1.5 Vulnerability Repository

Vulnerability Repository is a collection of Vulnerability Sources (VulSource).
Vulnerability Repository scans public vulnerability databases periodically and builds Supported Open-Source Projects from source. The public vulnerability databases are first processed into a baseline Vulnerability structure:

Field	Type	Description	Example
ID	string	CNVD/CNNVD/CVE ID	CNVD-2025-03269
Title	string	Short description of the vulnerability	SAP NetWeaver Application Server Java 跨站脚本漏洞
Products	[]string	List of products affected by the vulnerability	SAP SAP NetWeaver Application Server Java null
RiskLevel	int	Risk level (-1: Unknown, 0: Critical, 1: High, 2: Medium, 3: Low)	2
CVEID	string	Related CVE ID (if applicable)	CVE-2023-12345
SubmittedDate	string	Date of submission (optional)	2025-02-19
PublishedDate	string	Date of publication	2025-02-20
UpdatedDate	string	Date of update (optional)	2025-02-21
Description	string	Description of the vulnerability (HTML escaped)	SAP NetWeaver Application Server Java...
Type	string	Type or category of the vulnerability	通用型漏洞
Patch	string	Patch information (if applicable)	目前厂商已发布升级补丁以修复漏洞...

1.5.1 National Vulnerability Database (NVD)

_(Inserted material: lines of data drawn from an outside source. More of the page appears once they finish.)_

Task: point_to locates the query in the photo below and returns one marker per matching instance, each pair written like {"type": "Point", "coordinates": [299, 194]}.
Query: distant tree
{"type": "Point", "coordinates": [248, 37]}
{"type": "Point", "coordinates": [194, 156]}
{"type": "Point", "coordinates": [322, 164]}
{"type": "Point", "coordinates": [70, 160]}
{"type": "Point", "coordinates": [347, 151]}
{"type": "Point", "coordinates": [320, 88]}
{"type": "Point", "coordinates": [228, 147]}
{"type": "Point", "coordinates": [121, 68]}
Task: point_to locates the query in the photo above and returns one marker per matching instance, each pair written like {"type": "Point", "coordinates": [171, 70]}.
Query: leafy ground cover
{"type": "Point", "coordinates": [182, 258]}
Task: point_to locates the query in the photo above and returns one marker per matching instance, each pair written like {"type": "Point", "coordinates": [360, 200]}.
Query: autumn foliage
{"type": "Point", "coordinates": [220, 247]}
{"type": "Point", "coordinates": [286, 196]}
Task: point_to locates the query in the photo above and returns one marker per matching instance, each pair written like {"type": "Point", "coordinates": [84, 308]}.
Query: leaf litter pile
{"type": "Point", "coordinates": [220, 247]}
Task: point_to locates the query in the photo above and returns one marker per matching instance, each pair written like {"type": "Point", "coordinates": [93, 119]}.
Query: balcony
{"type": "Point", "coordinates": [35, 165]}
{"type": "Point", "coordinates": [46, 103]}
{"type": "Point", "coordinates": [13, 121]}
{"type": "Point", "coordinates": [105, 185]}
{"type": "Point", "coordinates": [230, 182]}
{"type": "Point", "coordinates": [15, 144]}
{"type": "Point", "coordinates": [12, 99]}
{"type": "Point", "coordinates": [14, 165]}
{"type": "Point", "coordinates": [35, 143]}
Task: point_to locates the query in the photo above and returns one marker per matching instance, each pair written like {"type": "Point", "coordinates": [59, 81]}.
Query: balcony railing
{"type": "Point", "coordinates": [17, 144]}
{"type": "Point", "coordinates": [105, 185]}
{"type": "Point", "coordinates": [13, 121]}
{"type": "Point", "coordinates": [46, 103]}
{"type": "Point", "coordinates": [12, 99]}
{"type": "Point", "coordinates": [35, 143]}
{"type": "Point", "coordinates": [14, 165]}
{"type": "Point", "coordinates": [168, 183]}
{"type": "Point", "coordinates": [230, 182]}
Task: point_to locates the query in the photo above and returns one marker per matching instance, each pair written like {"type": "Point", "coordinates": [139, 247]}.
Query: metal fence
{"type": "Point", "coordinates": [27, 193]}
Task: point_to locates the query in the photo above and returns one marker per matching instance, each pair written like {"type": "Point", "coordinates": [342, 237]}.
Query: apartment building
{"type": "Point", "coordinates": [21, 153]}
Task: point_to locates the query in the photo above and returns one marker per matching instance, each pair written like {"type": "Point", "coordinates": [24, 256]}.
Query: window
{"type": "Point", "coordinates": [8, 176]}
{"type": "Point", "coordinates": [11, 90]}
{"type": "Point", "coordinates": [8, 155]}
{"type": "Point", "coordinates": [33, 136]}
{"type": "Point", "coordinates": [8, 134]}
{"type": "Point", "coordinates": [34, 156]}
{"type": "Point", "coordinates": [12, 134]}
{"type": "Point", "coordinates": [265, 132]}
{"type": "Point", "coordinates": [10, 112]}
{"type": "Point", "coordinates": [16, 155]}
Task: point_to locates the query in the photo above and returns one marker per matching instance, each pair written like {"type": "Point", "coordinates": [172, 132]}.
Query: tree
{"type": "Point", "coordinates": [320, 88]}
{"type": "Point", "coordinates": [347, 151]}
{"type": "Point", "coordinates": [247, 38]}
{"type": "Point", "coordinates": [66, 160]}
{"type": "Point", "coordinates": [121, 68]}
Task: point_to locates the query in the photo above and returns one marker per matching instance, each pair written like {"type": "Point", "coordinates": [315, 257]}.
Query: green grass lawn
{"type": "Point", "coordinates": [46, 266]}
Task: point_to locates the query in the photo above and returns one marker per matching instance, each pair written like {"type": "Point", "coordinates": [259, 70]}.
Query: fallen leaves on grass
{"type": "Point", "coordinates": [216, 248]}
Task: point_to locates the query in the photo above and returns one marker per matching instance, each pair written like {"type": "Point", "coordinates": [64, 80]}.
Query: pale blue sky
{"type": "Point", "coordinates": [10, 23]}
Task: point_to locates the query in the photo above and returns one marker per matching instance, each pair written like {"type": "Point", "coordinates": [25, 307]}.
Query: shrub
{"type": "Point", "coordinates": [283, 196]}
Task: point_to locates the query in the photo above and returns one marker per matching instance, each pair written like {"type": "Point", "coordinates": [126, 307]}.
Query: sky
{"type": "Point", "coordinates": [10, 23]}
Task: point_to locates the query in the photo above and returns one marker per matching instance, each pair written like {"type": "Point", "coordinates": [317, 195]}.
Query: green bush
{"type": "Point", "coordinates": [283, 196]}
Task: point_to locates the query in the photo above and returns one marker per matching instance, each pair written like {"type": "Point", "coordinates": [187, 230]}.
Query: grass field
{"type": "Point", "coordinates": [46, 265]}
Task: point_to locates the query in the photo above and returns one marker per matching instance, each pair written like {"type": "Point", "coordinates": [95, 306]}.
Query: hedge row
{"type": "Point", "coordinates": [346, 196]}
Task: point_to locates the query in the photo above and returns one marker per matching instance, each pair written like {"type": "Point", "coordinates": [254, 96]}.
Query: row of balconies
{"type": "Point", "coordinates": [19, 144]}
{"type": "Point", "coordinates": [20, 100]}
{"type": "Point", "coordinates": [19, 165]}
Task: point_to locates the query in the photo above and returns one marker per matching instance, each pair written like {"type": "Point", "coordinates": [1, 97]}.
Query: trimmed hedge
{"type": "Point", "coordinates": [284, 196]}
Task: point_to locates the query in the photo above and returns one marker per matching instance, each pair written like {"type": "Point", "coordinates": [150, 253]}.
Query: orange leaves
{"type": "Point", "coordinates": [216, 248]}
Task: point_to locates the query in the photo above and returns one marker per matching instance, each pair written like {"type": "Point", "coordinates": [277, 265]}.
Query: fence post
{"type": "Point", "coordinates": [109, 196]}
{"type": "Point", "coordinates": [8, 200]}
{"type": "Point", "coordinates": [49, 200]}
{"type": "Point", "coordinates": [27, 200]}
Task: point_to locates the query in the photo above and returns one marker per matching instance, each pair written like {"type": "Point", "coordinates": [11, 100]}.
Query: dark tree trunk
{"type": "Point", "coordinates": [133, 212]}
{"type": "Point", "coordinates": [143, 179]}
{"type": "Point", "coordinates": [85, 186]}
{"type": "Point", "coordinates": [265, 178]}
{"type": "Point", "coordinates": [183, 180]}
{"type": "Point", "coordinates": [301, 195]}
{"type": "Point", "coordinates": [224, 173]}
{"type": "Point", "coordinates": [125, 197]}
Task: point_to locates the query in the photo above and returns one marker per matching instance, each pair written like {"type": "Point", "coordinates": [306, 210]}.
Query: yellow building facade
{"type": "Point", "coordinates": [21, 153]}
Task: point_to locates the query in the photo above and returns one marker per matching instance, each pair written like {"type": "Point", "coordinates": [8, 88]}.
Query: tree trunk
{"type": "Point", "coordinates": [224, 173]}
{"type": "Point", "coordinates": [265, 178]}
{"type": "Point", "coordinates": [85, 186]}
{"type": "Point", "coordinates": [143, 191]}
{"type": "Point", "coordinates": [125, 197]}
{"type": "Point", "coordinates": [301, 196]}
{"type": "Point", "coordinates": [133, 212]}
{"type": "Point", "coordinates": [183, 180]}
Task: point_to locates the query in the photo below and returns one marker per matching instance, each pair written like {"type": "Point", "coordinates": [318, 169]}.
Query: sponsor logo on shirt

CVE: Common Vulnerabilities and Exposures is hosted by NIST under NVD - Vulnerabilities.
They are available in the GitHub repo CVEProject/cvelistV5: CVE cache of the official CVE List in CVE JSON 5 format. This repo contains CVE from project start (1999) and updated regularly.

Each CVE consists of its CVE-ID, publish date, description, associate reference links, vulnerable product configuration, CWE weakness categorization, Common Vulnerability Scoring System (CVSS) and other metadata.

1.5.1.1 Archival Data

cvelistV5 is cloned and processed to generate VulSource.

1.5.1.2 Live Data

Vulnerability Repository synchronize cvelistV5 with upstream to get the latest CVE listing.
Then the updated CVEs are processed to generate VulSource.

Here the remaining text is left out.